Demonstration of Novel Neutron Interferometer for Fundamental Physics

Neutron interferometers can measure interactions acquired by neutron waves with high sensitivity. In previous research, it has been widely used for fundamental physics experiments such as the measurement of neutron-nuclear scattering length, verification of earth gravity, verification of spinor 4π rotation symmetry, and the search for exotic interactions. However, its measurement sensitivity has not evolved significantly over the past 50 years, and the development of high-sensitivity interferometers is necessary for the precise measurement of physical quantities.
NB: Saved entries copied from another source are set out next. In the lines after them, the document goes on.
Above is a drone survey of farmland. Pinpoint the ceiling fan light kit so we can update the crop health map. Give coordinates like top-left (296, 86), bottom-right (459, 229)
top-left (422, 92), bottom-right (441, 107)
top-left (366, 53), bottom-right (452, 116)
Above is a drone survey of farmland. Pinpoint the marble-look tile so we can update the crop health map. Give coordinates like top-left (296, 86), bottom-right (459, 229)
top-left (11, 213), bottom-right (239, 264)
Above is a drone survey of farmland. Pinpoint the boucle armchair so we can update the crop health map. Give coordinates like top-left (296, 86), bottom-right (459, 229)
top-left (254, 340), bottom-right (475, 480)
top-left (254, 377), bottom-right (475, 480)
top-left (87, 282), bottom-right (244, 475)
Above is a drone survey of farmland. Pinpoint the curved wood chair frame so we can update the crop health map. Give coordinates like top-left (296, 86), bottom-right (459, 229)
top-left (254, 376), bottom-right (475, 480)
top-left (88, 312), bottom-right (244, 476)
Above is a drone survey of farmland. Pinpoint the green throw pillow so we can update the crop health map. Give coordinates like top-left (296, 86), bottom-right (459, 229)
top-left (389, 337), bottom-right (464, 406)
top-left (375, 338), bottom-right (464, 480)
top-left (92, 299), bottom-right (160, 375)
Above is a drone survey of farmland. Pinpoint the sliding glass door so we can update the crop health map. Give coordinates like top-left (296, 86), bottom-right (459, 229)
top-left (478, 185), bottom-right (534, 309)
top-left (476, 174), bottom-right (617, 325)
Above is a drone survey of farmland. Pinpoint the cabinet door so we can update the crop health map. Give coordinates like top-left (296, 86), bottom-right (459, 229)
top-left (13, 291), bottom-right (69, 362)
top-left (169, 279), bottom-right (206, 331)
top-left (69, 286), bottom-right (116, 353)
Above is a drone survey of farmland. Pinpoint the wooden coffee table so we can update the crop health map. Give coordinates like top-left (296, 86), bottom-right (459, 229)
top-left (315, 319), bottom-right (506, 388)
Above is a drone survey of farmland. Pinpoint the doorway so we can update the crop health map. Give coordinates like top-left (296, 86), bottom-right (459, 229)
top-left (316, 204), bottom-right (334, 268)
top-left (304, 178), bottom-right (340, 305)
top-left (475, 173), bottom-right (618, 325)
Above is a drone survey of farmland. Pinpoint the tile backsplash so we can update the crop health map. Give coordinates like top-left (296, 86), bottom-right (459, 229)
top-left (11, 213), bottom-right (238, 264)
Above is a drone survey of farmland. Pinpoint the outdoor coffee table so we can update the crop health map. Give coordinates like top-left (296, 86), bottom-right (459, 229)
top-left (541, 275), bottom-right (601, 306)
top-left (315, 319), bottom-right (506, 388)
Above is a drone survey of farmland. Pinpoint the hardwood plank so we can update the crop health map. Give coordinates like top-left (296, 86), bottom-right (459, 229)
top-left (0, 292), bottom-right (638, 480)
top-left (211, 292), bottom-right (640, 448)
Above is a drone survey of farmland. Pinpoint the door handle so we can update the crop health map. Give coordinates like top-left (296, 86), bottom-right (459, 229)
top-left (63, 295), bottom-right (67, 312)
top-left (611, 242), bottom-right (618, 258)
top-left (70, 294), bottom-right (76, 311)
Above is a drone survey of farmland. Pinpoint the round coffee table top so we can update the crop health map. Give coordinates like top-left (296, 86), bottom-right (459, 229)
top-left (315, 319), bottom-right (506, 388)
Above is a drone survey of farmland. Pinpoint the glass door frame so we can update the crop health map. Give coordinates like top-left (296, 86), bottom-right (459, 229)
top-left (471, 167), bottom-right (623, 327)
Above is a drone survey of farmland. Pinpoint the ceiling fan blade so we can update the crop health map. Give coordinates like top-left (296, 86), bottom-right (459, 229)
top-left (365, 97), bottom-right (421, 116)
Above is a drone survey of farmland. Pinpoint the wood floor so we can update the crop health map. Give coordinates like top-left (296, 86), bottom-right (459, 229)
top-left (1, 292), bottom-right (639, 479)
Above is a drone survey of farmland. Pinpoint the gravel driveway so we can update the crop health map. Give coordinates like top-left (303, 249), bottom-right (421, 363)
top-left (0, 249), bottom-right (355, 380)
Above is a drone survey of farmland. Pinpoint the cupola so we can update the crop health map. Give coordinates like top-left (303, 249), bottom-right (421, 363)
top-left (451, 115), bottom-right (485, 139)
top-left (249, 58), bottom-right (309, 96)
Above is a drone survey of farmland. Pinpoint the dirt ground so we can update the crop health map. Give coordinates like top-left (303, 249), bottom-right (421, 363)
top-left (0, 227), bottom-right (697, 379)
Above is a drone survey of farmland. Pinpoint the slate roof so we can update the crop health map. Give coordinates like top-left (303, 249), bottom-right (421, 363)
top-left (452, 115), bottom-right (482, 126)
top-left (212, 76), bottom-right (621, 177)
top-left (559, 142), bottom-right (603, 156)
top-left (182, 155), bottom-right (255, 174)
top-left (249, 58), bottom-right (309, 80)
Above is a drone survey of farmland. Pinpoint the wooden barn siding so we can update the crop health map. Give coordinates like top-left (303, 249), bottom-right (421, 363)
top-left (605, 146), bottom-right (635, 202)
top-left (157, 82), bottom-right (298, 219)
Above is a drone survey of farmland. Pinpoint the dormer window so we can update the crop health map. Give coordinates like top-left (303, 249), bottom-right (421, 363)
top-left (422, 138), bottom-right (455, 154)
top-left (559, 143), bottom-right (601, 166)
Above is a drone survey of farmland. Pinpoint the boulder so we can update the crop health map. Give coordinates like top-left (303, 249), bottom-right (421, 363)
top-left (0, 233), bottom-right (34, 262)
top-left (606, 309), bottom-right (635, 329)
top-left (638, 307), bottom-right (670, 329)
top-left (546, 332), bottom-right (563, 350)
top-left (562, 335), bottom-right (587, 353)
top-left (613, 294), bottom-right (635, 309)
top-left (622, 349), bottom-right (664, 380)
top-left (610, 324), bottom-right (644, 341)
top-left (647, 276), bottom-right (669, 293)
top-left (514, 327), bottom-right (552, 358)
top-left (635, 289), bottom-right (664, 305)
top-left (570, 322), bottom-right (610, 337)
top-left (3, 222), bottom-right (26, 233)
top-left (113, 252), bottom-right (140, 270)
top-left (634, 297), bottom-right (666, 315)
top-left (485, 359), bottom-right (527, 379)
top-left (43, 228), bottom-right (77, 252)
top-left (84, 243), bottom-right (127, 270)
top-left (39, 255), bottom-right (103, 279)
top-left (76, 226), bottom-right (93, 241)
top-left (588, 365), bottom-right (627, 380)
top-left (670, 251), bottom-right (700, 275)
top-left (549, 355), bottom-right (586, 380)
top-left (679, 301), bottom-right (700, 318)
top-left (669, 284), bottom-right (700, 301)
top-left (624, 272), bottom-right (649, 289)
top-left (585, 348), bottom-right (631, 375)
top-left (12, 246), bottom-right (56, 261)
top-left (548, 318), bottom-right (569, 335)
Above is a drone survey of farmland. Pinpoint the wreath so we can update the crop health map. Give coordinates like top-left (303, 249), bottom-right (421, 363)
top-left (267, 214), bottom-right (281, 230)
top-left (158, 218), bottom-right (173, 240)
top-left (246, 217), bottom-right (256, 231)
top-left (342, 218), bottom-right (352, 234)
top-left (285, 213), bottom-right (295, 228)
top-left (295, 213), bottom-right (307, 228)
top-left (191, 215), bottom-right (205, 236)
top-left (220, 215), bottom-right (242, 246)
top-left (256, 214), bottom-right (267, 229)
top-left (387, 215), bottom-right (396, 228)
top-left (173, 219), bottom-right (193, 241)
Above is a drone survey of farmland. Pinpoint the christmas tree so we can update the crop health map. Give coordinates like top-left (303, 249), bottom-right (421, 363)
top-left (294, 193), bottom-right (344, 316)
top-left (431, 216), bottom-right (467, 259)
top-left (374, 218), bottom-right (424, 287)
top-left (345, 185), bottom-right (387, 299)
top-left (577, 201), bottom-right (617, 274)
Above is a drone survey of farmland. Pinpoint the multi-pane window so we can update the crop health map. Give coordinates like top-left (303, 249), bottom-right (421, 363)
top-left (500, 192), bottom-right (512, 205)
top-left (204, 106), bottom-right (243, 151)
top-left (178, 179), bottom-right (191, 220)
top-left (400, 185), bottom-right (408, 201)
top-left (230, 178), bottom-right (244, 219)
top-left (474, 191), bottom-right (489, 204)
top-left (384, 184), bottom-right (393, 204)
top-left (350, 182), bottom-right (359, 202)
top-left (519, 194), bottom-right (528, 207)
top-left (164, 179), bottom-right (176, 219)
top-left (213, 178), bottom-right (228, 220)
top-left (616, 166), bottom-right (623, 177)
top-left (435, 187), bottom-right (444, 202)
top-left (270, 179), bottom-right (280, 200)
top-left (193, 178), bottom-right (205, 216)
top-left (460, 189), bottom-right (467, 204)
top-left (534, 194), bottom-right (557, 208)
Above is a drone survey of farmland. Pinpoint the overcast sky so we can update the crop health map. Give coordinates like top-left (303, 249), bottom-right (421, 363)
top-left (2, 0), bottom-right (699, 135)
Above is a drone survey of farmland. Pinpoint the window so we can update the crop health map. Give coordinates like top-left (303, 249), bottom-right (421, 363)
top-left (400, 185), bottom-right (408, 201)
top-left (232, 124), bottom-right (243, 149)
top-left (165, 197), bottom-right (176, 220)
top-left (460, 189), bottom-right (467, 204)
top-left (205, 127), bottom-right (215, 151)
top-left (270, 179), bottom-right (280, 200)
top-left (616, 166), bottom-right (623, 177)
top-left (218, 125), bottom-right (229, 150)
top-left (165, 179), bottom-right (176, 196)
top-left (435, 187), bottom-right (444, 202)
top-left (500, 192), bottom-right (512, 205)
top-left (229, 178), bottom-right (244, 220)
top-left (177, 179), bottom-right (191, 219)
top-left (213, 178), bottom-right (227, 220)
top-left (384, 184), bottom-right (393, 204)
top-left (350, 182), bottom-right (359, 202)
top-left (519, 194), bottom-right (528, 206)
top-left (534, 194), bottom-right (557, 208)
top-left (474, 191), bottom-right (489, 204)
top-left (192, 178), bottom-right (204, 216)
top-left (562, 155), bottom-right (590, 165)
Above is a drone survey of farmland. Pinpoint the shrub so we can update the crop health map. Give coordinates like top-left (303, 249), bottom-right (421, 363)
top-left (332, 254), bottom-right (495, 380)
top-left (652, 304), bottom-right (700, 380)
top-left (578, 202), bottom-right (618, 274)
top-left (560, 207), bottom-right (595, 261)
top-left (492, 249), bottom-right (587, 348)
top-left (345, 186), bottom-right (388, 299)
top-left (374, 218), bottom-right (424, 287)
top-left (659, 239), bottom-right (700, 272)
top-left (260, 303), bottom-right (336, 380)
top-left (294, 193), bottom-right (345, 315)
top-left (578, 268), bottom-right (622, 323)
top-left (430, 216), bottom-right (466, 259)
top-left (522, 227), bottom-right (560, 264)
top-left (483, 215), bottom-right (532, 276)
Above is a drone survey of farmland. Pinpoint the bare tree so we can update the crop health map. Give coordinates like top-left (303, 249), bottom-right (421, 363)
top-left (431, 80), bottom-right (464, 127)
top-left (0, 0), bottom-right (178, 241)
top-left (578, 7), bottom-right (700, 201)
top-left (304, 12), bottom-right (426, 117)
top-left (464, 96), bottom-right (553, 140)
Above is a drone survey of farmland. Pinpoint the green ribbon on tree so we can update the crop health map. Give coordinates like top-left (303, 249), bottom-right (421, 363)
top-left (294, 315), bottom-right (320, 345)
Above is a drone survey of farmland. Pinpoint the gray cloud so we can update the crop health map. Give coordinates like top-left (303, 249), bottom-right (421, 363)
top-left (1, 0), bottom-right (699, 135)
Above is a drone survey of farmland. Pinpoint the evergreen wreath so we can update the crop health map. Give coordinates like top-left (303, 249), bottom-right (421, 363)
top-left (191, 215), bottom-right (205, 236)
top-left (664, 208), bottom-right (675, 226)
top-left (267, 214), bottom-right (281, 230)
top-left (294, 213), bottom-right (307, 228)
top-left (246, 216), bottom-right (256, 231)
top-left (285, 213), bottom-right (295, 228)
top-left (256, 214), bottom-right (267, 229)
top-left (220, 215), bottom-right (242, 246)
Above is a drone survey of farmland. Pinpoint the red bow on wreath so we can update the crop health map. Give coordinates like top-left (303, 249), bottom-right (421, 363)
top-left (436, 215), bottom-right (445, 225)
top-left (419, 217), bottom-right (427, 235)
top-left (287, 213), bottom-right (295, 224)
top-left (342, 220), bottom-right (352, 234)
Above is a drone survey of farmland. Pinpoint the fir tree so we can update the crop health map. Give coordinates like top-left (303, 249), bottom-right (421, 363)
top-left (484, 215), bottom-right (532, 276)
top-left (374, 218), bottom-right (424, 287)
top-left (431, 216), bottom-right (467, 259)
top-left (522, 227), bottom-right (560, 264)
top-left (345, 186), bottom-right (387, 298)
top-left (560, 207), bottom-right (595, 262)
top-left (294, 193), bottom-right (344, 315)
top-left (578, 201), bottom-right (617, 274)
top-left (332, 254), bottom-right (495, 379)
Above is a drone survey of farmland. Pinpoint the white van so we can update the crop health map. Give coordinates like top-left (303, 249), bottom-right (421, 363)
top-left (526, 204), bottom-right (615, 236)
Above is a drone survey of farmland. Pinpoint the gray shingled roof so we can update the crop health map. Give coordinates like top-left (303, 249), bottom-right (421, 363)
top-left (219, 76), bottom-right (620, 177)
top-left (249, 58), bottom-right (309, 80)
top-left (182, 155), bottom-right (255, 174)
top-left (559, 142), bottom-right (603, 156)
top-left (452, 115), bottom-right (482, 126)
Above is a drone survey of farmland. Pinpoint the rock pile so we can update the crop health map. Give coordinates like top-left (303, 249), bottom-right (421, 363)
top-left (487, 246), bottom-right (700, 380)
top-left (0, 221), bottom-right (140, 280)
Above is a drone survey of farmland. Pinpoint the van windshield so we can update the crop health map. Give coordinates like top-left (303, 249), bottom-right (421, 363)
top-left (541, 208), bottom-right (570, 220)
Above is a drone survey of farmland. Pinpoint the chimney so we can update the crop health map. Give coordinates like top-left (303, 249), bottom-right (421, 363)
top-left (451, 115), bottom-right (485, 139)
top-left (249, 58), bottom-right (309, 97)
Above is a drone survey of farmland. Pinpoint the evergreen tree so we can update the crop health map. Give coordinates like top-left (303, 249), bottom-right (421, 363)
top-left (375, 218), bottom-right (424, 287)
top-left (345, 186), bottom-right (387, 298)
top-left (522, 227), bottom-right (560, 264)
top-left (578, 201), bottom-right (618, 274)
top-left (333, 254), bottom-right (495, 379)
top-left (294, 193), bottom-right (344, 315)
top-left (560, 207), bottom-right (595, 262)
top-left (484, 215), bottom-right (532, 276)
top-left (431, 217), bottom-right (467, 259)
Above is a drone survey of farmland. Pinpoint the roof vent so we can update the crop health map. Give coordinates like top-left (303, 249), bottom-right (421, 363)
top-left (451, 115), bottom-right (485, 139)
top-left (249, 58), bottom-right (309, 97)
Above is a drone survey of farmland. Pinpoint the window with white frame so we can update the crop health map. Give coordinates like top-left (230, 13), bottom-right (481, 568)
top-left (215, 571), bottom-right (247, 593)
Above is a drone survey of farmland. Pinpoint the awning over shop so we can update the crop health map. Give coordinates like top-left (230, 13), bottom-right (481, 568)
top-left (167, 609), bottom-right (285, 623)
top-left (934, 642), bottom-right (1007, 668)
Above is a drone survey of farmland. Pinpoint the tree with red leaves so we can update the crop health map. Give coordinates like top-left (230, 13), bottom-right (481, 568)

​​​The measurement sensitivity of the interferometer is proportional to the neutron wavelength and the interaction length. We have developed a novel neutron interferometer using multilayer neutron mirrors, which can use longer wavelengths and longer interaction lengths compared to the conventional interferometer. The use of pulsed neutron beams and time-of-flight methods can significantly increase the number of neutrons used and suppress systematic uncertainties based on the wavelength-dependent information of the interference fringes. Thanks to the fully two-path separation, the measurement of neutron-nuclear scattering lengths obtained by insertion of solid samples has been realized. The measured neutron-nuclear scattering lengths for several nuclei were consistent with the literature values. In this talk, we report the result of the demonstration of the novel neutron interferometer.